= James W. Corbett =

American physicist

James William Corbett (25 August 1928, Manhattan – 25 April 1994, Albany, New York) was a solid-state physicist.

He received his bachelor's degree from the University of Missouri and his Ph.D. from Yale University in 1955. Beginning in 1955 he was a research associate at the General Electric Research Laboratory in Schenectady, New York. During the 1960s as an adjunct professor at Rensselaer Polytechnic Institute, he was a co-founder and director of Rensselaer's Joint Laboratories for Advanced Materials. His 1966 book Electron Radiation Damage in Semiconductors and Metals was highly esteemed. In 1968 he joined the faculty of the University at Albany, SUNY. For the academic year 1975–1976 he was a Guggenheim Fellow. He was an associate editor of the Elsevier journal Materials Letters.

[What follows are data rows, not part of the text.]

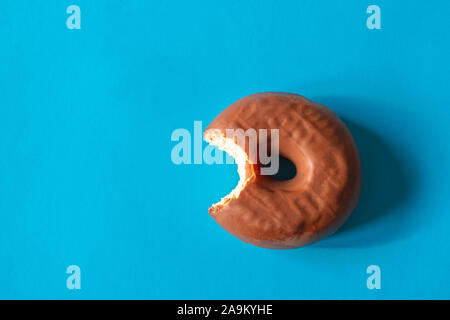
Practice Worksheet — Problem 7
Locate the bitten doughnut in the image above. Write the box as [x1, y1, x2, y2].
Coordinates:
[204, 92, 361, 249]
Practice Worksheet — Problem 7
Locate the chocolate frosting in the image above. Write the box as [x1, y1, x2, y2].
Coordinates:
[205, 92, 361, 249]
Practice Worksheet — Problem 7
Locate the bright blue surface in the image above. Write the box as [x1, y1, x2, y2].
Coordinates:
[1, 0, 449, 299]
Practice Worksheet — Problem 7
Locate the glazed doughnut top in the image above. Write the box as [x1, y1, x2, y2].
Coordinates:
[204, 92, 361, 249]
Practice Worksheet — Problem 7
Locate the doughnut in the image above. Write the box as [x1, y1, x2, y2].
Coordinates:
[204, 92, 361, 249]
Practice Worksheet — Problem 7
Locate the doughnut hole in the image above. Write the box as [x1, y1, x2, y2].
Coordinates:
[259, 155, 297, 181]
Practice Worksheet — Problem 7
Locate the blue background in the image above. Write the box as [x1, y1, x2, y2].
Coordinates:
[1, 0, 449, 299]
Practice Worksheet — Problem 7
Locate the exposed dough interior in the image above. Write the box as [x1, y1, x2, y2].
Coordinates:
[204, 129, 255, 212]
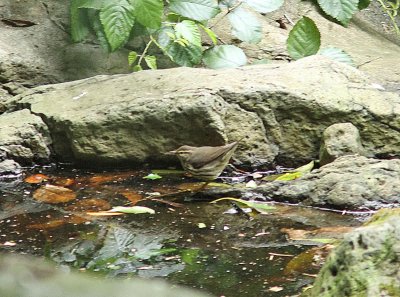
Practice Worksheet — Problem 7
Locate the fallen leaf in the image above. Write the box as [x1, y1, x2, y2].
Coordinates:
[109, 206, 155, 214]
[275, 161, 314, 181]
[28, 219, 66, 229]
[53, 177, 75, 187]
[24, 174, 50, 184]
[64, 198, 111, 212]
[33, 184, 77, 204]
[211, 197, 276, 213]
[120, 191, 143, 205]
[87, 171, 136, 185]
[86, 211, 124, 216]
[143, 173, 162, 180]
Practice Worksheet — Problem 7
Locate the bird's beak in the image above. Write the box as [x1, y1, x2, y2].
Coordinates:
[164, 150, 177, 155]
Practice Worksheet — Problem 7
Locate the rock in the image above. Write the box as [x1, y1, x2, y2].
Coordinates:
[0, 159, 22, 175]
[4, 56, 399, 168]
[319, 123, 366, 166]
[204, 155, 400, 210]
[1, 0, 398, 90]
[0, 1, 130, 86]
[0, 254, 212, 297]
[304, 211, 400, 297]
[0, 109, 52, 164]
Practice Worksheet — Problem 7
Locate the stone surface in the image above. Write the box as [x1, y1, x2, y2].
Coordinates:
[0, 254, 212, 297]
[0, 109, 52, 164]
[205, 155, 400, 210]
[216, 0, 400, 88]
[0, 159, 22, 175]
[4, 56, 399, 167]
[319, 123, 366, 166]
[0, 0, 398, 90]
[304, 211, 400, 297]
[0, 0, 130, 86]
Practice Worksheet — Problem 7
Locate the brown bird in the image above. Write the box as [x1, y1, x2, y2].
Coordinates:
[166, 142, 238, 181]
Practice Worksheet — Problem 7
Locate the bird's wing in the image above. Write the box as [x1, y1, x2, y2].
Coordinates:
[188, 142, 238, 169]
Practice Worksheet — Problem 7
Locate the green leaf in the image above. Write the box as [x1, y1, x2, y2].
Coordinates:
[287, 16, 320, 60]
[70, 0, 90, 42]
[203, 45, 247, 69]
[128, 51, 138, 66]
[175, 20, 201, 47]
[88, 9, 110, 51]
[211, 197, 276, 213]
[228, 6, 262, 44]
[168, 43, 203, 66]
[275, 160, 314, 181]
[244, 0, 283, 13]
[319, 47, 354, 66]
[144, 55, 157, 69]
[100, 1, 135, 51]
[199, 24, 218, 45]
[169, 0, 221, 21]
[110, 206, 156, 214]
[317, 0, 359, 26]
[132, 64, 143, 72]
[129, 0, 163, 29]
[77, 0, 105, 9]
[143, 173, 162, 180]
[358, 0, 370, 10]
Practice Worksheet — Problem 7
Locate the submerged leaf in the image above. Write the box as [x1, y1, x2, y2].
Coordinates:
[211, 197, 276, 213]
[109, 206, 156, 214]
[24, 174, 50, 184]
[33, 184, 77, 204]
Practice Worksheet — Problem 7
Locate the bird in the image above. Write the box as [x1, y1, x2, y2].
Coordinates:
[166, 142, 238, 181]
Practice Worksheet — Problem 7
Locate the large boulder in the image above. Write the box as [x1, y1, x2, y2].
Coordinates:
[205, 155, 400, 210]
[0, 109, 52, 165]
[3, 56, 399, 168]
[304, 210, 400, 297]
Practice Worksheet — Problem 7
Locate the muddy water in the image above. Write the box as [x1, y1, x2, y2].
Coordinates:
[0, 167, 367, 297]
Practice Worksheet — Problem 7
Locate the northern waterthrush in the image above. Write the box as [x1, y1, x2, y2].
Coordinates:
[166, 142, 238, 181]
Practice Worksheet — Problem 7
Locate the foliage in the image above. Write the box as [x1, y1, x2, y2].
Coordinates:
[70, 0, 383, 70]
[376, 0, 400, 36]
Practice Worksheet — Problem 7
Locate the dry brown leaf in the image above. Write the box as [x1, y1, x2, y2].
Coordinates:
[24, 174, 50, 184]
[64, 198, 111, 212]
[120, 191, 143, 205]
[33, 184, 77, 204]
[53, 177, 75, 187]
[27, 219, 66, 229]
[87, 171, 136, 185]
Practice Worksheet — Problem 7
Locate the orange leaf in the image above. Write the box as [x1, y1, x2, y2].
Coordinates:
[87, 171, 136, 185]
[24, 174, 50, 184]
[33, 184, 77, 204]
[64, 198, 111, 212]
[120, 191, 143, 205]
[27, 219, 66, 229]
[53, 177, 75, 187]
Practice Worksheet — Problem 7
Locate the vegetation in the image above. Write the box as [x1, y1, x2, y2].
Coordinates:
[70, 0, 397, 70]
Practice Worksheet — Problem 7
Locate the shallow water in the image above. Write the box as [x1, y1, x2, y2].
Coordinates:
[0, 167, 366, 297]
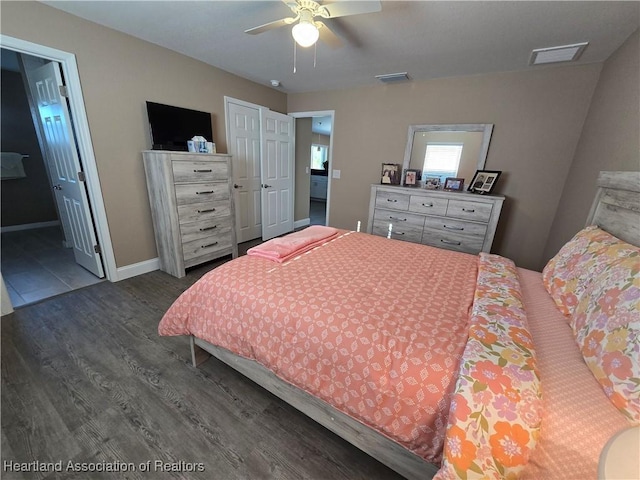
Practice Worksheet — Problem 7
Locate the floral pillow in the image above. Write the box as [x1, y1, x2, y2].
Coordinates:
[542, 226, 638, 317]
[572, 253, 640, 423]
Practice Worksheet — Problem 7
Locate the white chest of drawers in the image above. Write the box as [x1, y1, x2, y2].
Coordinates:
[143, 151, 237, 278]
[367, 185, 504, 254]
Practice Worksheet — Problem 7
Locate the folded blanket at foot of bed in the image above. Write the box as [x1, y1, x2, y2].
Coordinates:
[247, 226, 339, 263]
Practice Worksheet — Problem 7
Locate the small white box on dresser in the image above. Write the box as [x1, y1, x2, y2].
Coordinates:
[367, 184, 504, 254]
[143, 150, 237, 278]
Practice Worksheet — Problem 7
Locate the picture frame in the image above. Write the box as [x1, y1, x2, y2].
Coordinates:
[424, 176, 441, 190]
[381, 163, 401, 185]
[468, 170, 502, 194]
[443, 177, 465, 191]
[403, 169, 421, 187]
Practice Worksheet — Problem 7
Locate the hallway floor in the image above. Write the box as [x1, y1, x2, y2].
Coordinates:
[310, 199, 326, 225]
[1, 226, 104, 308]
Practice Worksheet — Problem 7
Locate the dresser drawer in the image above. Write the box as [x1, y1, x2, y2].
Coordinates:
[179, 215, 232, 245]
[423, 216, 488, 237]
[446, 199, 492, 222]
[175, 183, 229, 206]
[182, 234, 233, 266]
[409, 195, 448, 216]
[374, 208, 426, 229]
[172, 160, 228, 183]
[421, 231, 484, 254]
[375, 191, 410, 211]
[372, 220, 423, 243]
[177, 201, 231, 225]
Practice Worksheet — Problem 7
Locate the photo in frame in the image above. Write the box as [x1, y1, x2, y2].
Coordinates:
[443, 177, 465, 191]
[381, 163, 401, 185]
[468, 170, 502, 194]
[424, 176, 441, 190]
[403, 169, 421, 187]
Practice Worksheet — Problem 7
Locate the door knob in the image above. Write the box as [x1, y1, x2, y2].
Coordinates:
[53, 185, 63, 190]
[262, 184, 272, 189]
[233, 184, 243, 189]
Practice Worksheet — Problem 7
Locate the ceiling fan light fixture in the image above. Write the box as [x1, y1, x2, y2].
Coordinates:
[292, 19, 319, 47]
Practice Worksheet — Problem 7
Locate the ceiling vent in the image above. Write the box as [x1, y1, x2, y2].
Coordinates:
[529, 42, 588, 65]
[375, 72, 410, 83]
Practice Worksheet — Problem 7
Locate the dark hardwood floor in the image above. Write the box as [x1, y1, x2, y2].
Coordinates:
[1, 252, 402, 479]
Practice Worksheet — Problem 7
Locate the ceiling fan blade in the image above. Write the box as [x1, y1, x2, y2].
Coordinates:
[321, 0, 381, 18]
[317, 21, 343, 49]
[245, 17, 296, 35]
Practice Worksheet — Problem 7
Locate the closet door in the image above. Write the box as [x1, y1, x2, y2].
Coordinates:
[260, 109, 295, 241]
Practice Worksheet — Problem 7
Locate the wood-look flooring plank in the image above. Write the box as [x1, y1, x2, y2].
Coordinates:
[2, 264, 407, 480]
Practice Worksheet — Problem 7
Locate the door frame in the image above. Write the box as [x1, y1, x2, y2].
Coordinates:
[288, 110, 335, 226]
[1, 34, 116, 281]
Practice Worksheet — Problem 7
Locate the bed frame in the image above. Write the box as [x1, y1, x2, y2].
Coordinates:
[189, 171, 639, 480]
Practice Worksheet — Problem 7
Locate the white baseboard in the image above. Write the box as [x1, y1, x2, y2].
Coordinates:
[115, 257, 160, 281]
[294, 218, 310, 229]
[1, 220, 60, 233]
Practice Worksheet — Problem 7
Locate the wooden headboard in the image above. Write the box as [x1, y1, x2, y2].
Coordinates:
[586, 171, 640, 248]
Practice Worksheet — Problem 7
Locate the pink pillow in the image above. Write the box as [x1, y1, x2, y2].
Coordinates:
[572, 253, 640, 423]
[542, 226, 637, 317]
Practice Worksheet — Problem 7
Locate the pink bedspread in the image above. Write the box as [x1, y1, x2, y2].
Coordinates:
[159, 231, 478, 462]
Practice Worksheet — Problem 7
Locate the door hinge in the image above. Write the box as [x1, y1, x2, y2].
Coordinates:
[94, 244, 102, 254]
[78, 171, 86, 182]
[59, 85, 69, 98]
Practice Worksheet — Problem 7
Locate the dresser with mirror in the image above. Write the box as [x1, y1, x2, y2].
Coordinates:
[367, 123, 504, 254]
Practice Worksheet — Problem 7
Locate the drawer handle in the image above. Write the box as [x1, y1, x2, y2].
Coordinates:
[389, 216, 407, 222]
[197, 208, 216, 213]
[201, 241, 219, 249]
[386, 199, 398, 203]
[196, 191, 214, 195]
[462, 208, 475, 213]
[193, 169, 212, 173]
[441, 239, 461, 246]
[422, 203, 434, 207]
[393, 232, 405, 236]
[199, 225, 217, 231]
[444, 225, 464, 231]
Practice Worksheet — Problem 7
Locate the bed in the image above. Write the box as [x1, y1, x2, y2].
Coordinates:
[158, 171, 639, 479]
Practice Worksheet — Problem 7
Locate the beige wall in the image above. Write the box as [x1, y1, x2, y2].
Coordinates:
[1, 2, 286, 268]
[543, 30, 640, 264]
[288, 65, 602, 270]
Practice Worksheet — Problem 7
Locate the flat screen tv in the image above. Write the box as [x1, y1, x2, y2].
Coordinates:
[146, 101, 213, 151]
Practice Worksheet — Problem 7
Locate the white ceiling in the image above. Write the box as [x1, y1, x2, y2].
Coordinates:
[43, 1, 639, 94]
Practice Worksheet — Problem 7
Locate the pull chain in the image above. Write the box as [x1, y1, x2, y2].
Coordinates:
[314, 42, 317, 68]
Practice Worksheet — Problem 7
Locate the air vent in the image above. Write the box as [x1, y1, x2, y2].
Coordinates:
[375, 72, 410, 83]
[529, 42, 588, 65]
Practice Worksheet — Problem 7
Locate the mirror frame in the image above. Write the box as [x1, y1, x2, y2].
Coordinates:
[402, 123, 494, 177]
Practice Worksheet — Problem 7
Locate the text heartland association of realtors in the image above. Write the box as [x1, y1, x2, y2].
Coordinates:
[3, 460, 206, 473]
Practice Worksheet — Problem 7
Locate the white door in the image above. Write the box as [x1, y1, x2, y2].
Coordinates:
[226, 100, 262, 242]
[28, 62, 104, 277]
[260, 110, 295, 240]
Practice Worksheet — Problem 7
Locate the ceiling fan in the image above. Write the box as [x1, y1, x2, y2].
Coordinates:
[245, 0, 382, 49]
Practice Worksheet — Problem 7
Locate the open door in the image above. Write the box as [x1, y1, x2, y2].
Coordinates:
[260, 109, 295, 241]
[27, 62, 104, 278]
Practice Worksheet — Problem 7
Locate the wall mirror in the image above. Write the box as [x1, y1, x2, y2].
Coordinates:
[402, 124, 494, 186]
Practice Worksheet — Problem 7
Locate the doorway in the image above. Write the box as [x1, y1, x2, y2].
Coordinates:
[290, 110, 335, 227]
[1, 46, 105, 308]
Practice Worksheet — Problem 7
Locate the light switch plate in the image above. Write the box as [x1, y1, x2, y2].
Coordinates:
[332, 169, 341, 179]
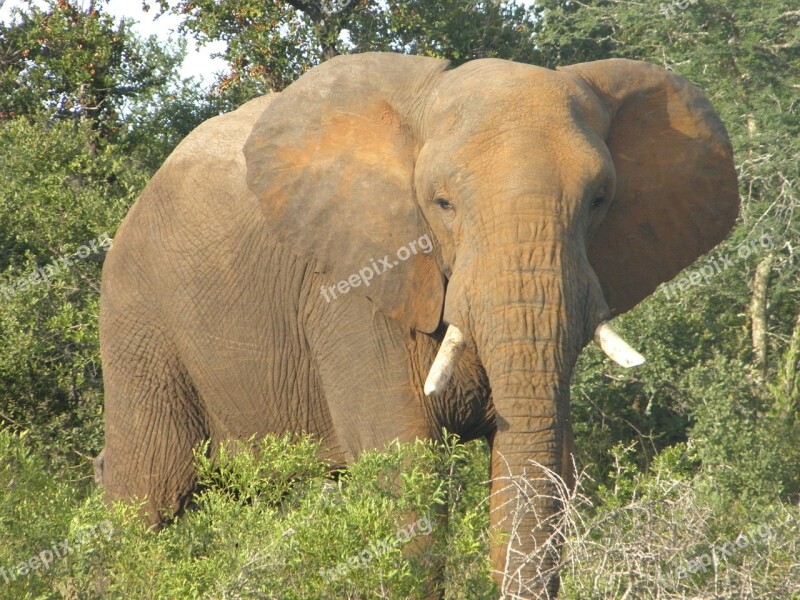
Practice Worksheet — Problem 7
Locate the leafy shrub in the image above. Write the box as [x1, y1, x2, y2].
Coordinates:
[0, 428, 103, 598]
[3, 428, 800, 599]
[685, 356, 800, 505]
[560, 443, 800, 599]
[0, 116, 147, 467]
[0, 429, 495, 599]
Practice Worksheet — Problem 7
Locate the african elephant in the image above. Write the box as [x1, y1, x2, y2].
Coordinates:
[99, 52, 739, 597]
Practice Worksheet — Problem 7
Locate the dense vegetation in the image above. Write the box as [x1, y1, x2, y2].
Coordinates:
[0, 0, 798, 597]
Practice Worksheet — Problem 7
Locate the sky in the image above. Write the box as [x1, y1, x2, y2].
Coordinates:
[0, 0, 537, 86]
[104, 0, 228, 83]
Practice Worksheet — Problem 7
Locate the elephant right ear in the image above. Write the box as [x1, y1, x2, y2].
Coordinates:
[244, 53, 448, 333]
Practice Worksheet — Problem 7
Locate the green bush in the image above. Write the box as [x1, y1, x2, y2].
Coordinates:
[685, 356, 800, 505]
[3, 427, 799, 599]
[0, 429, 495, 599]
[0, 115, 148, 467]
[0, 428, 104, 598]
[560, 443, 800, 599]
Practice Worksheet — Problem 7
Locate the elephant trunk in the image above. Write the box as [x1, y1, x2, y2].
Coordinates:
[450, 239, 589, 596]
[485, 357, 571, 597]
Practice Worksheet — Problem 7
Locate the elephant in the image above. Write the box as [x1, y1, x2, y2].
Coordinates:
[99, 52, 739, 597]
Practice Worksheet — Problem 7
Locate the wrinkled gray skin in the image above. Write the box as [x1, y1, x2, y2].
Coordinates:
[100, 52, 739, 597]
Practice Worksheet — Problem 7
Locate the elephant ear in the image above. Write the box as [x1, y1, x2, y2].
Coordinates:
[560, 59, 739, 316]
[244, 53, 449, 333]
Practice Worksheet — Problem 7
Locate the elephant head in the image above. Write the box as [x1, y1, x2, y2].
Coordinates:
[243, 52, 738, 593]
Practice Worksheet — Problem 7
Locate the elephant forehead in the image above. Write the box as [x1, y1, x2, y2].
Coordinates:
[442, 60, 579, 110]
[431, 119, 609, 192]
[431, 86, 592, 146]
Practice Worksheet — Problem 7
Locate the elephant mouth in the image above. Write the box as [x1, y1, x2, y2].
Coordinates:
[423, 320, 644, 396]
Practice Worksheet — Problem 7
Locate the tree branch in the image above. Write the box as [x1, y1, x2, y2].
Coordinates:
[284, 0, 363, 61]
[750, 254, 774, 375]
[285, 0, 326, 23]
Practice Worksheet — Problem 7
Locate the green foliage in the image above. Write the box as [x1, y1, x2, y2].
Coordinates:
[0, 0, 214, 465]
[0, 429, 495, 599]
[569, 287, 736, 491]
[0, 115, 148, 464]
[0, 0, 184, 143]
[560, 442, 800, 599]
[0, 0, 218, 171]
[152, 0, 320, 99]
[686, 356, 800, 505]
[3, 429, 799, 598]
[153, 0, 541, 102]
[194, 434, 330, 507]
[348, 0, 540, 63]
[0, 428, 101, 598]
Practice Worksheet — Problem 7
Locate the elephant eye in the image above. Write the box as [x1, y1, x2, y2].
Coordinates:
[590, 196, 606, 208]
[433, 197, 454, 210]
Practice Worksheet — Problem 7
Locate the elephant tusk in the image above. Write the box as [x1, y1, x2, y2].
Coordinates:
[593, 322, 645, 368]
[424, 325, 467, 396]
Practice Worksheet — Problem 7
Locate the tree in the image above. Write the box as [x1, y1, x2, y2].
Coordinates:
[153, 0, 540, 104]
[0, 1, 210, 464]
[0, 117, 145, 463]
[0, 0, 191, 153]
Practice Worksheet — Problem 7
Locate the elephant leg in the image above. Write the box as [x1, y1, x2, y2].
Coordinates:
[307, 295, 444, 593]
[102, 324, 207, 526]
[307, 294, 436, 458]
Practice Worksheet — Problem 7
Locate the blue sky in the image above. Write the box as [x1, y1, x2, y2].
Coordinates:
[1, 0, 537, 86]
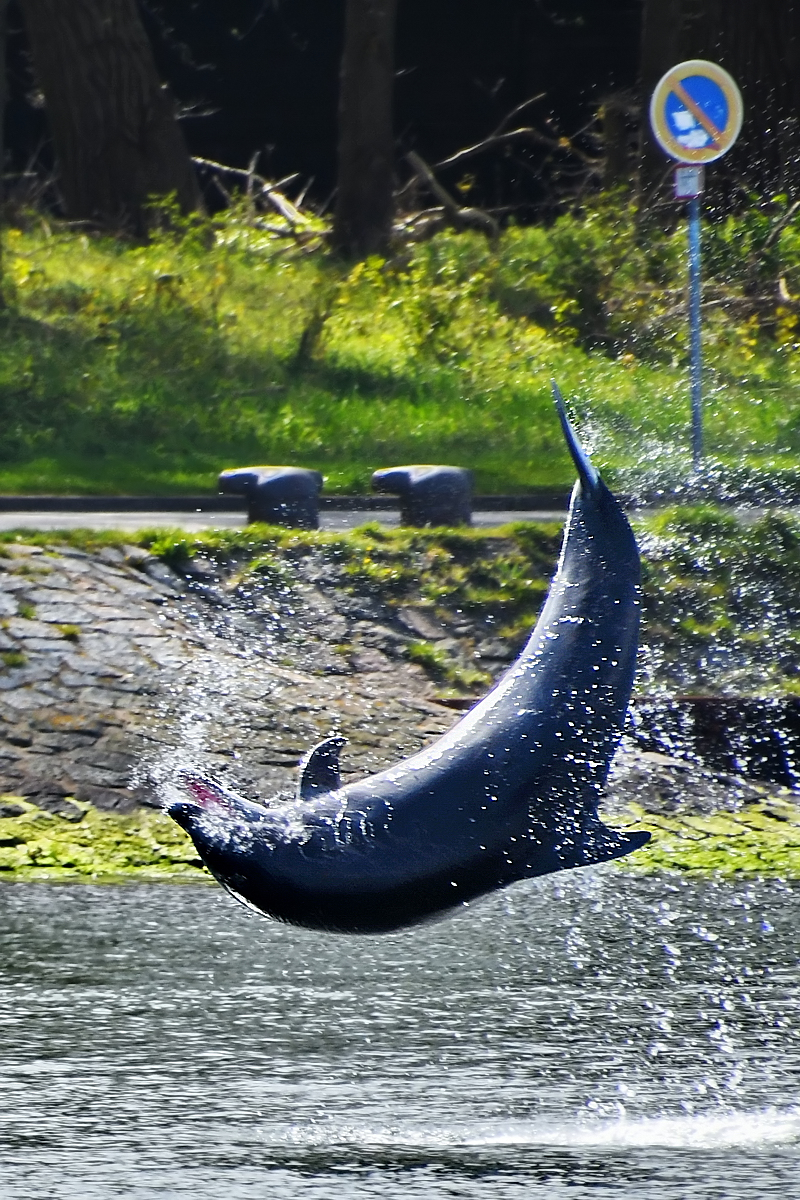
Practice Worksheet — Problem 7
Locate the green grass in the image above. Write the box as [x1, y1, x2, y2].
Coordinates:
[1, 195, 800, 494]
[152, 507, 800, 696]
[638, 505, 800, 694]
[406, 639, 491, 692]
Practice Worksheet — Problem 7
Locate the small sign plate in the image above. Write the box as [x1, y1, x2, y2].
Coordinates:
[650, 59, 743, 164]
[673, 165, 705, 199]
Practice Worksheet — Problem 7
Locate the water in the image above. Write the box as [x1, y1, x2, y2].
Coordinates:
[1, 873, 798, 1199]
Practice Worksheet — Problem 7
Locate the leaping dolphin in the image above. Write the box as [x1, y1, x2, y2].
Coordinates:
[167, 385, 649, 932]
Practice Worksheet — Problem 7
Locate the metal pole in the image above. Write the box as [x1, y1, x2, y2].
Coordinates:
[688, 195, 702, 468]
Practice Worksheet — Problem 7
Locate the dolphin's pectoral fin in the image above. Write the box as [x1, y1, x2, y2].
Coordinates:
[298, 735, 348, 800]
[551, 381, 600, 497]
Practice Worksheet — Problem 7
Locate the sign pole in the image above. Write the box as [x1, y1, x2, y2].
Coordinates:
[649, 59, 743, 469]
[688, 194, 703, 468]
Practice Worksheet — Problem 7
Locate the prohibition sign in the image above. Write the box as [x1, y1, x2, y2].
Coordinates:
[649, 60, 743, 164]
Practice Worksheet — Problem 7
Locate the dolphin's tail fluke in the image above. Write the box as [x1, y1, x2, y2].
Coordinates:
[552, 381, 600, 497]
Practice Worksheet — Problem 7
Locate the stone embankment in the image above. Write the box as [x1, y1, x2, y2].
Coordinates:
[0, 536, 798, 880]
[0, 540, 458, 815]
[0, 537, 469, 877]
[0, 542, 185, 818]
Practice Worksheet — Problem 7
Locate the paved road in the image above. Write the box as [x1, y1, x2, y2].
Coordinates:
[0, 509, 569, 533]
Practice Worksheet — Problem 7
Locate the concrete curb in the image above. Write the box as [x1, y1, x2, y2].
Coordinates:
[0, 492, 572, 513]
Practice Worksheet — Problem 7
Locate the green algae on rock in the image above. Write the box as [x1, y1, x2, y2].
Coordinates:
[3, 790, 800, 882]
[612, 795, 800, 878]
[0, 797, 205, 882]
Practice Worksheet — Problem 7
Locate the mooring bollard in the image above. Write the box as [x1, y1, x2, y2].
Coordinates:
[218, 466, 324, 528]
[371, 465, 473, 527]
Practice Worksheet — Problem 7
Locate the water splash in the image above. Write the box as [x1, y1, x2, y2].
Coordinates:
[269, 1107, 800, 1151]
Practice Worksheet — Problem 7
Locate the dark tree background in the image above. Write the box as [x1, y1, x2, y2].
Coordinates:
[2, 0, 643, 216]
[2, 0, 799, 226]
[640, 0, 800, 198]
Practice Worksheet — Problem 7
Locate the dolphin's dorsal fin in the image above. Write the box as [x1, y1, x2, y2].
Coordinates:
[298, 735, 347, 800]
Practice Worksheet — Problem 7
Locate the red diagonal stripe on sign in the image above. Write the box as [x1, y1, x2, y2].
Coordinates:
[672, 79, 722, 147]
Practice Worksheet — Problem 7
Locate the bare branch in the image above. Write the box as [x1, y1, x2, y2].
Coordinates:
[261, 180, 307, 225]
[192, 155, 299, 195]
[253, 221, 323, 243]
[192, 156, 309, 226]
[435, 127, 559, 171]
[393, 208, 449, 242]
[209, 175, 233, 206]
[405, 151, 499, 238]
[294, 177, 314, 208]
[763, 199, 800, 254]
[490, 92, 546, 138]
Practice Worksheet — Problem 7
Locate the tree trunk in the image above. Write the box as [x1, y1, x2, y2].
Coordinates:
[601, 92, 636, 188]
[333, 0, 398, 259]
[0, 0, 7, 204]
[19, 0, 200, 229]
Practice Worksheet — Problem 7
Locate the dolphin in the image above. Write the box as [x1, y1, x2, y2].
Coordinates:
[167, 385, 649, 932]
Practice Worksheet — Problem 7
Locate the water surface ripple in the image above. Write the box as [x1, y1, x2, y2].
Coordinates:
[1, 873, 798, 1198]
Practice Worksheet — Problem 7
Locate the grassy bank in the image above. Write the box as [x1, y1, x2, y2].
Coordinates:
[4, 501, 800, 695]
[614, 795, 800, 878]
[1, 197, 800, 495]
[138, 505, 800, 697]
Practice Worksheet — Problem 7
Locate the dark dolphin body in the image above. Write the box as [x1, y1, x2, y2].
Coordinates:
[167, 388, 649, 932]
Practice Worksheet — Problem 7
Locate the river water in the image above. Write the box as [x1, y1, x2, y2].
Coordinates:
[1, 872, 798, 1199]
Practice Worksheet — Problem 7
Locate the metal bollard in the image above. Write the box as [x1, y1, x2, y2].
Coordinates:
[371, 465, 473, 527]
[218, 466, 324, 528]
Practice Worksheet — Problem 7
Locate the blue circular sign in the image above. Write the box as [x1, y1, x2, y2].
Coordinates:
[650, 60, 743, 164]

Dr. Corbett earned an international reputation for his contributions to semiconductor physics. He was the author or co-author of hundreds of publications, including 10 books and monographs, the most recent of which, "Hydrogen in Crystalline Semiconductors," was published by Springer Verlag in 1992.

At G.E. his research involved early pioneering studies of the effects of electron irradiation on metals and semiconductors.

As his career progressed, Corbett expanded his research efforts to include defects resulting from neutron irradiation, ion-implant damage and various aspects of semiconductor processing. With his students and collaborators he also made innovative use of probes such as deep-level transient spectroscopy, positron annihilation and quantum mechanical cluster calculations to push forward research into the basic nature of defects. Of particular importance have been his contributions to the understanding of the variety of vacancy aggregates that can form in silicon, the properties of hydrogen and the myriad technologically important interactions that can and do occur between them.

Upon his death, he was survived by his wife, M. E. Grenander, and two sons. In 1999 a bequest of $1.5 million from M. E. Grenander funded the James W. Corbett Distinguished Professorship in Physics at the University at Albany, SUNY.